Metrics to be included in AGL’s remuneration structure would include the emissions intensity of its energy generation fleet, the proportion of output from renewable sources, and the share of customer sales coming from green energy and other lower-carbon products and services, he said.
AGL runs a fleet of coal- and gas-fired power plants and renewable energy generators around the nation, supplying 3.7 million customer accounts. The ASX-listed utility was responsible for 42.7 million tonnes of carbon dioxide emissions in the 2019 financial year, the most of any Australian business.
Fossil fuel-exposed companies in Australia and around the world have come under growing pressure from activists and large institutional shareholders alike to bolster their carbon credentials and commit to targets to combat global warming. The world’s biggest sovereign wealth fund, the Norwegian Government Pension Fund Global, earlier this year dumped its 0.46 per cent holding in AGL due to its use of thermal coal.

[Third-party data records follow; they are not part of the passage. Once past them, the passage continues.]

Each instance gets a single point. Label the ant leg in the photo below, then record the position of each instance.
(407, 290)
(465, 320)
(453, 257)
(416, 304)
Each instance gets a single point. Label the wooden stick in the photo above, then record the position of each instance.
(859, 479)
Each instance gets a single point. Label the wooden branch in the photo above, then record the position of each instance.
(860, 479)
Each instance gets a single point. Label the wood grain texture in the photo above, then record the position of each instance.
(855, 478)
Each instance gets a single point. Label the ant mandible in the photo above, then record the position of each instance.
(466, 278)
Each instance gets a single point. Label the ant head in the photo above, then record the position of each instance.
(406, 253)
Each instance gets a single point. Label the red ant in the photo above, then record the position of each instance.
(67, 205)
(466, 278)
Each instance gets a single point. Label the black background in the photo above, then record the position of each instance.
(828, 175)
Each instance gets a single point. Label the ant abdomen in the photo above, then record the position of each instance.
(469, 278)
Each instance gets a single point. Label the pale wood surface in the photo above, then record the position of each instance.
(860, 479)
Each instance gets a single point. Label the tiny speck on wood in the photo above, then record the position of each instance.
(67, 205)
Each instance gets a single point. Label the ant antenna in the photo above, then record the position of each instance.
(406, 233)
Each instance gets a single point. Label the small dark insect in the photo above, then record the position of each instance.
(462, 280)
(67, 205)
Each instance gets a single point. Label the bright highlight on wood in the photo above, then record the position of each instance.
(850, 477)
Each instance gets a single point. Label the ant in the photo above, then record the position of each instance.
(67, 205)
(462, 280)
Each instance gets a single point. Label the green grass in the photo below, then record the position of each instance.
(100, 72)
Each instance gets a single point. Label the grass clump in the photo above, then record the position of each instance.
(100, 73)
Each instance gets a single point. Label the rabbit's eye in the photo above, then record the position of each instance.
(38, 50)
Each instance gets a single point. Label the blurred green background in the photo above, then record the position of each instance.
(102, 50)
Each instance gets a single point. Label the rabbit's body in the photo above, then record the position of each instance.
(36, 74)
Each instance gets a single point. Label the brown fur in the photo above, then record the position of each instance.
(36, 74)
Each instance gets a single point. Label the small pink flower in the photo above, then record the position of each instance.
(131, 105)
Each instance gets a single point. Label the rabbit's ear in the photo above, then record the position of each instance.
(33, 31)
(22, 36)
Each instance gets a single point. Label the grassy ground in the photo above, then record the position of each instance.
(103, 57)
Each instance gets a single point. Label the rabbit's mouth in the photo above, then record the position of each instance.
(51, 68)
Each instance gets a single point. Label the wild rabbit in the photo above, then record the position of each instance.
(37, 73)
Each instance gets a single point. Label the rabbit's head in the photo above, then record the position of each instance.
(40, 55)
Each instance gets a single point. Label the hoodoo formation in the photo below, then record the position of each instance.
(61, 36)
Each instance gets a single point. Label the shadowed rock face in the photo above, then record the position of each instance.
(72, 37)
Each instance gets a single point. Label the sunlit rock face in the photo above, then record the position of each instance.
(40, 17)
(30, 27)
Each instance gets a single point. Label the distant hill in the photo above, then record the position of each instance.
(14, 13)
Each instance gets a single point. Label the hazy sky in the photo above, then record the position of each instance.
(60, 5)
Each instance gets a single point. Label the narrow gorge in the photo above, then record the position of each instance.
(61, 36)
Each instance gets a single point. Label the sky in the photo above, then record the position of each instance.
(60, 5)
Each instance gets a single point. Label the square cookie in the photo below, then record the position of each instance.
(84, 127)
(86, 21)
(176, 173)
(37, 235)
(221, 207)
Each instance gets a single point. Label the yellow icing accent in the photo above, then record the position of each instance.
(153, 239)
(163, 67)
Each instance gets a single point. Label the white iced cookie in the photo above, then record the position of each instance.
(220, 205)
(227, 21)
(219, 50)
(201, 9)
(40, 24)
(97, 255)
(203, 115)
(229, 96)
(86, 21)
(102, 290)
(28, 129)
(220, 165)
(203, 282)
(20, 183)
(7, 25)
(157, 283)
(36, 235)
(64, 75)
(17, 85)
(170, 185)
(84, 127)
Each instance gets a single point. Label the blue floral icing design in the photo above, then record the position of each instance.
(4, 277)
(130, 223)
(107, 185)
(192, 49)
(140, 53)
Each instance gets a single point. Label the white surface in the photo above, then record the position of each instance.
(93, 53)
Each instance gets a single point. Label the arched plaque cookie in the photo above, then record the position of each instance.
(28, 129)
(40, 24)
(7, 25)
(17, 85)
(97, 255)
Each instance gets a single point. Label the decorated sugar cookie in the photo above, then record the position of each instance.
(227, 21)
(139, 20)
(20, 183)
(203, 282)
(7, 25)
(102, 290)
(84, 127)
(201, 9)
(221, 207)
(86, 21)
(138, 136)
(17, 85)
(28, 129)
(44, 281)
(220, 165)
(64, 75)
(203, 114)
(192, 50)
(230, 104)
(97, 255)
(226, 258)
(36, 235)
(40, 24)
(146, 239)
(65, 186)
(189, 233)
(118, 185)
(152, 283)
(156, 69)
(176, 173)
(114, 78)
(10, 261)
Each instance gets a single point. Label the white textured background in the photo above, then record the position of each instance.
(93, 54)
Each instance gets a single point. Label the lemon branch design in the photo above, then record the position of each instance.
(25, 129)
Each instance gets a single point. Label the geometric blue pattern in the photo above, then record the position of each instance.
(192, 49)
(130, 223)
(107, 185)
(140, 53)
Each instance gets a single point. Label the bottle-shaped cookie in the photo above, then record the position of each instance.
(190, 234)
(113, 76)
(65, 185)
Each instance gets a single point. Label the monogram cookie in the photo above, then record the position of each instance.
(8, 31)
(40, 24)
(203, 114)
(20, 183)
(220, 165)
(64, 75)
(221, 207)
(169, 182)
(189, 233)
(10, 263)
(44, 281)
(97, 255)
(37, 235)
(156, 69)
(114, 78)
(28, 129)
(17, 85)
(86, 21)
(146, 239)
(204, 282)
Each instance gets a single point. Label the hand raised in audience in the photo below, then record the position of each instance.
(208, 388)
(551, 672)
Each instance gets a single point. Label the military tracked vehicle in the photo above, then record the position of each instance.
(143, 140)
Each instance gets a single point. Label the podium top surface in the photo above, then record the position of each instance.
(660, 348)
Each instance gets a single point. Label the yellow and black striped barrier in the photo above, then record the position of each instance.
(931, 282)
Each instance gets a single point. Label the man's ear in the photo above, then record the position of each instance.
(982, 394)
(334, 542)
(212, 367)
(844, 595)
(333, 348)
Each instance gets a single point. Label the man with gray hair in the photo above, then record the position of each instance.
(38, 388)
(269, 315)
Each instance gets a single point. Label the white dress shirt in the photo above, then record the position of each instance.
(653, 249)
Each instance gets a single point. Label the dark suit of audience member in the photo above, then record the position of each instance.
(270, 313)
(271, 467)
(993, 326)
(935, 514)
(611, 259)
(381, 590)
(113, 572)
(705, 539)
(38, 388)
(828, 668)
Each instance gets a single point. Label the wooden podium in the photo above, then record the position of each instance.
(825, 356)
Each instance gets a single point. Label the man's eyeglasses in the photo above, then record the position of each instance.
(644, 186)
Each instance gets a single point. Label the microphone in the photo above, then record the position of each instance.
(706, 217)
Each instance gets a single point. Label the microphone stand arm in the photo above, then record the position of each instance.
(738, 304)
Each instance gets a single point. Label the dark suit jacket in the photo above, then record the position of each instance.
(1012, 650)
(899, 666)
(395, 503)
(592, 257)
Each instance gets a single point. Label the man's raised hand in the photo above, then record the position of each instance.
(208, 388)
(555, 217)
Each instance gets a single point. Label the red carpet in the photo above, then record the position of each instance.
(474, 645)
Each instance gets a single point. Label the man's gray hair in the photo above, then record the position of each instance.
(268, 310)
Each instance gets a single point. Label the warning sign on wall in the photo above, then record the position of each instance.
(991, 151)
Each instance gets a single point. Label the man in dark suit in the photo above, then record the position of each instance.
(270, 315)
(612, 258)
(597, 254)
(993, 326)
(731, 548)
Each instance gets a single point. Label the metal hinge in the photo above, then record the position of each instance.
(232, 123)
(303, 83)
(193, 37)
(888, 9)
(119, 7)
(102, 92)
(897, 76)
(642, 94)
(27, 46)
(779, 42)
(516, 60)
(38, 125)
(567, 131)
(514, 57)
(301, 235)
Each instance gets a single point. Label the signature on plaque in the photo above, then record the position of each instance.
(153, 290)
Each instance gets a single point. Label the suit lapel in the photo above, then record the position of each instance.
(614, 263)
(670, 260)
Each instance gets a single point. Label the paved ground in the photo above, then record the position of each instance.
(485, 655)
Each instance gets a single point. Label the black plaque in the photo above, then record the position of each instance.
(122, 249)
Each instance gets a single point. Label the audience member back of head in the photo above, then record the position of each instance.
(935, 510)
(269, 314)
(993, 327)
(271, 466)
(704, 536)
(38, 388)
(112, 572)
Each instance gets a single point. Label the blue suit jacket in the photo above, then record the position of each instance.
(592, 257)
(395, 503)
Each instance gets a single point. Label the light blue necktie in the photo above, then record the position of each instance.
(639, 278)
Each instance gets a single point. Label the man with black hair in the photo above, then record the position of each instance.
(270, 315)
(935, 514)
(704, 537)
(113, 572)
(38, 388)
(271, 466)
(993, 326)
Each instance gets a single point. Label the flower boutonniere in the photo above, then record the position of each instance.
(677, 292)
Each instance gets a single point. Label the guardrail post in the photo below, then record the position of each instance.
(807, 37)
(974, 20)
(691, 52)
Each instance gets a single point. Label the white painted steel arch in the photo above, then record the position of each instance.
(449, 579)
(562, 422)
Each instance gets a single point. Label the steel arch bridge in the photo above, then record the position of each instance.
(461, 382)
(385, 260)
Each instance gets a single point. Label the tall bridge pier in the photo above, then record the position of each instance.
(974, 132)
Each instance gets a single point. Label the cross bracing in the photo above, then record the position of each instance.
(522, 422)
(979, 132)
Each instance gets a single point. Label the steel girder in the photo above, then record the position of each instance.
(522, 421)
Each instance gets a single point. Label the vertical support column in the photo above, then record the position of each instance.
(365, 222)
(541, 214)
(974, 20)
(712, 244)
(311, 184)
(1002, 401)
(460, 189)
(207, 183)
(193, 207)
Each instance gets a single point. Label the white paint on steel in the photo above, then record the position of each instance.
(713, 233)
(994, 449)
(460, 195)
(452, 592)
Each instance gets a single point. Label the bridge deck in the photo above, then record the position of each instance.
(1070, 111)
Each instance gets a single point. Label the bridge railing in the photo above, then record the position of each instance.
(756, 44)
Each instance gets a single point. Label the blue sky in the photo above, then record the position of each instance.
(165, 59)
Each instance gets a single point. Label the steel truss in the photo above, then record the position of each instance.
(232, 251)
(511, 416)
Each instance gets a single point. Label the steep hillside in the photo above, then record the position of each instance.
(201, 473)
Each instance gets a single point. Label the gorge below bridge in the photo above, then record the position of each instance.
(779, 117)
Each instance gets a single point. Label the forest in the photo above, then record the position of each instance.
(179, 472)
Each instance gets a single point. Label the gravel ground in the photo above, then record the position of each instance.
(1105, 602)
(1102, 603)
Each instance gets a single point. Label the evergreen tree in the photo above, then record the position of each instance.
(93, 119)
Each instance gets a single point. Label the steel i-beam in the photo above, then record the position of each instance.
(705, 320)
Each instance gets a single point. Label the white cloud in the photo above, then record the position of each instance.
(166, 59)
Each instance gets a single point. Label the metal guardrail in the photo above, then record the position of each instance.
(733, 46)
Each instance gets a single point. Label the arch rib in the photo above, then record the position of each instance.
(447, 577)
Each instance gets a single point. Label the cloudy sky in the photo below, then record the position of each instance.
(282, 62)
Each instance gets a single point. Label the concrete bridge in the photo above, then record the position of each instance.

AGL, which plans to close down its Liddell coal power generator in New South Wales in 2023, also operates NSW’s Bayswater plant which is scheduled to run to 2035 and Victoria’s Loy Yang A coal-fired plant, expected to be operational until 2048. AGL’s climate goals released on Tuesday did not commit to bringing forward those closure dates.
Mr Redman said AGL’s toughening climate focus was shaped largely by the growing climate demands of its customers.
“Many of our customers share our interest in shaping a more sustainable future, so it’s important to provide them with options,” he said.
“We accept the science of climate change,” he said. “The more difficult aspect that needs to be addressed is how we manage the transition in a way that reduces emissions and supports our customers and the community.”